As a refresher, here’s the last question

Write a function to randomly generate a set of m integers from an array of size n.

Each element must have an equal probability of being chosen.

Solution

The key to solving questions of this type is a technique called Reservoir Sampling.

Reservoir Sampling is a family of algorithms for choosing a simple random sample of k items from a population of unknown size n in a single pass over the items.

Here’s a fantastic video on Reservoir Sampling. I’d highly recommend you watch it if you’re unfamiliar with the concept.

So, the video is for picking 1 item from n items where n is unknown (and you want each of the n items to have an equally likely probability of being picked).

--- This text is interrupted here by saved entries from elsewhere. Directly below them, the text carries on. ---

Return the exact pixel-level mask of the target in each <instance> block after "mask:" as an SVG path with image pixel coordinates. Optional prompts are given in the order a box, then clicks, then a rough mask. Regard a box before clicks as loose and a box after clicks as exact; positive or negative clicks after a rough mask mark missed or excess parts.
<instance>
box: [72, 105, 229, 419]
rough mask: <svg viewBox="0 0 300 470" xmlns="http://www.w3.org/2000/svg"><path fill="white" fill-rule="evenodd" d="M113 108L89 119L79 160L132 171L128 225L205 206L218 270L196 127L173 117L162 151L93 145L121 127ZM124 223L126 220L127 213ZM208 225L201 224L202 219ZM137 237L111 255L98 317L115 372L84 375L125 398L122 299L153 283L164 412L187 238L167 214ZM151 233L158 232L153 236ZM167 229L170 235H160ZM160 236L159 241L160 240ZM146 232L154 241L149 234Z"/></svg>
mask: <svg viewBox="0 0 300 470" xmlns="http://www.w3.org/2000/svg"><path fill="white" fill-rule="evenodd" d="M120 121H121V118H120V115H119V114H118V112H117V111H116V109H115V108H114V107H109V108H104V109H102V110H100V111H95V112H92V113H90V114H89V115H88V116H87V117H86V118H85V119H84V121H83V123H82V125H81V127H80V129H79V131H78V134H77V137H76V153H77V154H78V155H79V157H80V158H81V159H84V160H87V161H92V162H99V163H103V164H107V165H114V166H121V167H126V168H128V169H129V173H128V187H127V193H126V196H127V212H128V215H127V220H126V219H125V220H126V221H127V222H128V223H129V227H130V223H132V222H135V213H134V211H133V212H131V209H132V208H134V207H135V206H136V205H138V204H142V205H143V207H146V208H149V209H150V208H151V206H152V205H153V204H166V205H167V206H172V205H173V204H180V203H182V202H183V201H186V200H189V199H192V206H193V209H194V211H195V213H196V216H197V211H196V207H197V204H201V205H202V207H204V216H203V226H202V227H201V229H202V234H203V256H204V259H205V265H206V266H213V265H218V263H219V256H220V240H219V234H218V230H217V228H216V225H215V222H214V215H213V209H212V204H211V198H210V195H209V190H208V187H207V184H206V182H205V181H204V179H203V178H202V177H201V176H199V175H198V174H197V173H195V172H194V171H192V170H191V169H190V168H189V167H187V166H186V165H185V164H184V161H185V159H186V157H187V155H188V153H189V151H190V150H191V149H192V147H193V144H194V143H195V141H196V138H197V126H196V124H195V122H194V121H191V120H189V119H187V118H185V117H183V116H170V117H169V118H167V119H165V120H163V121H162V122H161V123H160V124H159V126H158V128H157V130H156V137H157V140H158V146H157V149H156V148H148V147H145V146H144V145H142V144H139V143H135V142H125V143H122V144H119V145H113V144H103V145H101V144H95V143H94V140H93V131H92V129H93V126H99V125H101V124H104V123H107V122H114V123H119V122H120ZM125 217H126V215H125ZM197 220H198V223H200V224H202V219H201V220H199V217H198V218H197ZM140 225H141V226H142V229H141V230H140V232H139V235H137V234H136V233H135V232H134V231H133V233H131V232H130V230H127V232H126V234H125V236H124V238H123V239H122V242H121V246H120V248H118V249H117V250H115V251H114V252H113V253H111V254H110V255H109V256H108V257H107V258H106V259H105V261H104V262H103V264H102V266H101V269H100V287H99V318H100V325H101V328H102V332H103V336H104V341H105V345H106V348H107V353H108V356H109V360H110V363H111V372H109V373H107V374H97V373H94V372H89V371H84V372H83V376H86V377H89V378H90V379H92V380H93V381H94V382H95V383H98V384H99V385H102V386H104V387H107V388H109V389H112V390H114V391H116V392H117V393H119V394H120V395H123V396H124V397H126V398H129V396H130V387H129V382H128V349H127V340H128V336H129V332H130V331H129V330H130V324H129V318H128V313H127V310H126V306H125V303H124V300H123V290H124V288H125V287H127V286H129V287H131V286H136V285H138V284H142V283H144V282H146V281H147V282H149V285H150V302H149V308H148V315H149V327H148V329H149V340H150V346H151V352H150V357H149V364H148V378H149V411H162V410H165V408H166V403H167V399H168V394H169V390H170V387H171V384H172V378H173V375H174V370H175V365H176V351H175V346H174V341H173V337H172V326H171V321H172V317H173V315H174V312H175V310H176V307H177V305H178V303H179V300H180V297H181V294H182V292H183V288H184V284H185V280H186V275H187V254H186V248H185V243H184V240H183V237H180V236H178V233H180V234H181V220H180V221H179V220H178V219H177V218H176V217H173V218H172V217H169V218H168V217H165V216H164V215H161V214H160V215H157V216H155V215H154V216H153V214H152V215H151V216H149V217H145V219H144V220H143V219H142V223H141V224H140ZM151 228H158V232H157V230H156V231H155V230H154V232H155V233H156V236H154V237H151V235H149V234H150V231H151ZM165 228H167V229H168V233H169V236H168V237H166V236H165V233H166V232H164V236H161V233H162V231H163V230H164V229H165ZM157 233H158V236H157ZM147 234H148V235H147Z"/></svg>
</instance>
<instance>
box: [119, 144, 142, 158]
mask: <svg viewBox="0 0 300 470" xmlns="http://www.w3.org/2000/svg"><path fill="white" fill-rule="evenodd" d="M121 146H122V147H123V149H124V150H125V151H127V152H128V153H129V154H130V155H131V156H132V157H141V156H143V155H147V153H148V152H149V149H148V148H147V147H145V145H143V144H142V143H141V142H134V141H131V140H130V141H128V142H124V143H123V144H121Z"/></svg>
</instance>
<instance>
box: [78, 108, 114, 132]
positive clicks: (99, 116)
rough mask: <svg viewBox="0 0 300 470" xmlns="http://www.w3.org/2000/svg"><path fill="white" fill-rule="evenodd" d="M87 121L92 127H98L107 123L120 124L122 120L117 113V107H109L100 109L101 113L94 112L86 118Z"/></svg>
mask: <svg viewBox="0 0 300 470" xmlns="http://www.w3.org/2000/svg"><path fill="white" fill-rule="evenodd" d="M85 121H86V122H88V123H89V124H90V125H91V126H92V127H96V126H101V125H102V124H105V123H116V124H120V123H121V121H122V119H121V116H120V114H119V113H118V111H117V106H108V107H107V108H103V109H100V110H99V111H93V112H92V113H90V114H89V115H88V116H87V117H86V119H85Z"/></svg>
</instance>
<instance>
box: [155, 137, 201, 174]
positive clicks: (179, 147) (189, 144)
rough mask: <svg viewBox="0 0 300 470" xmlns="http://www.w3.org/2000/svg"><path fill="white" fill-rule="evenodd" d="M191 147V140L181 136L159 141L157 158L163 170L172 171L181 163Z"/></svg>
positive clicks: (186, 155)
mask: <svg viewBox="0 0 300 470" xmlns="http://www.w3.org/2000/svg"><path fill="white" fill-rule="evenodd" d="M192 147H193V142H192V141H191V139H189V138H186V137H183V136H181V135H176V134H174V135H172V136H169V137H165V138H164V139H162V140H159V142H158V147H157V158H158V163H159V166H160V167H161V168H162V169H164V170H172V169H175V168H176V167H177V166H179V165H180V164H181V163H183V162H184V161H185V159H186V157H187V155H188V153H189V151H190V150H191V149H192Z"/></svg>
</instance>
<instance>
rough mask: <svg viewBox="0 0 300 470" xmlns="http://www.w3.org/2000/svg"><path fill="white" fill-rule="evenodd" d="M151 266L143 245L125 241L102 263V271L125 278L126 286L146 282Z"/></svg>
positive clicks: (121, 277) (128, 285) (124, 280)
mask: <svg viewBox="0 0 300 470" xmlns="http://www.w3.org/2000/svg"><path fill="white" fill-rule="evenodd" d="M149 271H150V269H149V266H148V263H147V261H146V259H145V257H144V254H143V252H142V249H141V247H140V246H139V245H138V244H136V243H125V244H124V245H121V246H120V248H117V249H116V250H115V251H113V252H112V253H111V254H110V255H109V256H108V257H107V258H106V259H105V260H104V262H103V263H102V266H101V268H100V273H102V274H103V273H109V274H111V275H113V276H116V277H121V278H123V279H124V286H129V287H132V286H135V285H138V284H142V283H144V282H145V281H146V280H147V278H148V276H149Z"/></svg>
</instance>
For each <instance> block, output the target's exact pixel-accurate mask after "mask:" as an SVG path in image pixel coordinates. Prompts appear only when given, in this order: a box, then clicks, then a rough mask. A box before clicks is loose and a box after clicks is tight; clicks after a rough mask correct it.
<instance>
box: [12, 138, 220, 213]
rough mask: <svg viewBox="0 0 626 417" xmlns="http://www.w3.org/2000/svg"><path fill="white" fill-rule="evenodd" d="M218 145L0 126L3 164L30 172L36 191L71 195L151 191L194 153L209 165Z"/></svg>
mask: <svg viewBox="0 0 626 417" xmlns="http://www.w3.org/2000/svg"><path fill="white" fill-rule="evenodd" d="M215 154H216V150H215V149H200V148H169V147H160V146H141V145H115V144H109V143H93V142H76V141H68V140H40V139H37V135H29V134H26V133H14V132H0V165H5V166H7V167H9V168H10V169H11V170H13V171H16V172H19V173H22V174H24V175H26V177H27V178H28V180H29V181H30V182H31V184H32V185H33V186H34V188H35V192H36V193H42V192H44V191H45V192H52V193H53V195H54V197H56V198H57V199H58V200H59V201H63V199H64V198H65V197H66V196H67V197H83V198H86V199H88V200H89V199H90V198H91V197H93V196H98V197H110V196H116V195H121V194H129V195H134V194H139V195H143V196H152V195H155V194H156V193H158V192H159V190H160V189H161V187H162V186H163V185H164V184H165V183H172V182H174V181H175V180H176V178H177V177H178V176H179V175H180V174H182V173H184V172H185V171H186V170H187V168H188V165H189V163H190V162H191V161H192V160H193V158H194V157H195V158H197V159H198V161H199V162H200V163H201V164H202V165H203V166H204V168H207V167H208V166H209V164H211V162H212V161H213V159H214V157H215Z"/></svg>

For our problem, we want to pick m items out of n.

We can do this by selecting the first m items and placing them in our sample.

Then, for the m+1th item, we will randomly select it with a probability of (m/m+1).

If the m+1th item is selected, then we will randomly select one of our m items (each has a (1/m) probability of being selected) to be replaced by the m+1th item.

For the m+2th item, that will have a probability of (m/m+2) of being selected, and if selected will randomly replace one of the items in our current sample (chosen with probability 1/m).

For the m+ith item, that will have a probability of (m/m+i) of being selected.

And so on until we reach the nth integer.

At the end, we’ll have m integers out of the n possible choices where each integer had an equally likely chance of being selected.